No Rio, em Duque de Caxias, a escola escolhida, a estadual Marechal Rondon, não tem estrutura elétrica suficiente. A solução foi o improviso: os laptops ligados a uma caixa com tomadas, em um carrinho com rodas - que é levado para a turma que vai usar os notebooks.
Em Nova Iguaçu, os alunos da escola estadual Mestre Hiram também enfrentam problemas:
- Os laptops chegaram há dois ou três meses, os professores foram capacitados, mas o equipamento não está em uso, porque a escola não tem armários. Estão empilhados numa sala - conta Leila da Silva Xavier, do núcleo Nova Iguaçu do Sindicato dos Professores do Rio.
Os gastos com o UCA se somam aos cerca de R$485 milhões já investidos pelo governo federal, de 1999 a 2010, em outro programa de inclusão digital nas escolas: o Proinfo.
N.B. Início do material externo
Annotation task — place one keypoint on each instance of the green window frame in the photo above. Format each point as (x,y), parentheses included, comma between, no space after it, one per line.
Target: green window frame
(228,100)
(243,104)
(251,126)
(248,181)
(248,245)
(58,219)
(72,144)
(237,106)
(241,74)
Apesar disso, segundo o último censo escolar do Inep, apenas 40% das escolas nos anos iniciais do fundamental contavam com acesso à internet.
Um relatório da Organização para a Cooperação e Desenvolvimento Econômico, divulgado em junho, coloca o Brasil em último lugar no quesito inclusão digital nas escolas, com média de 1 computador para 6,25 alunos.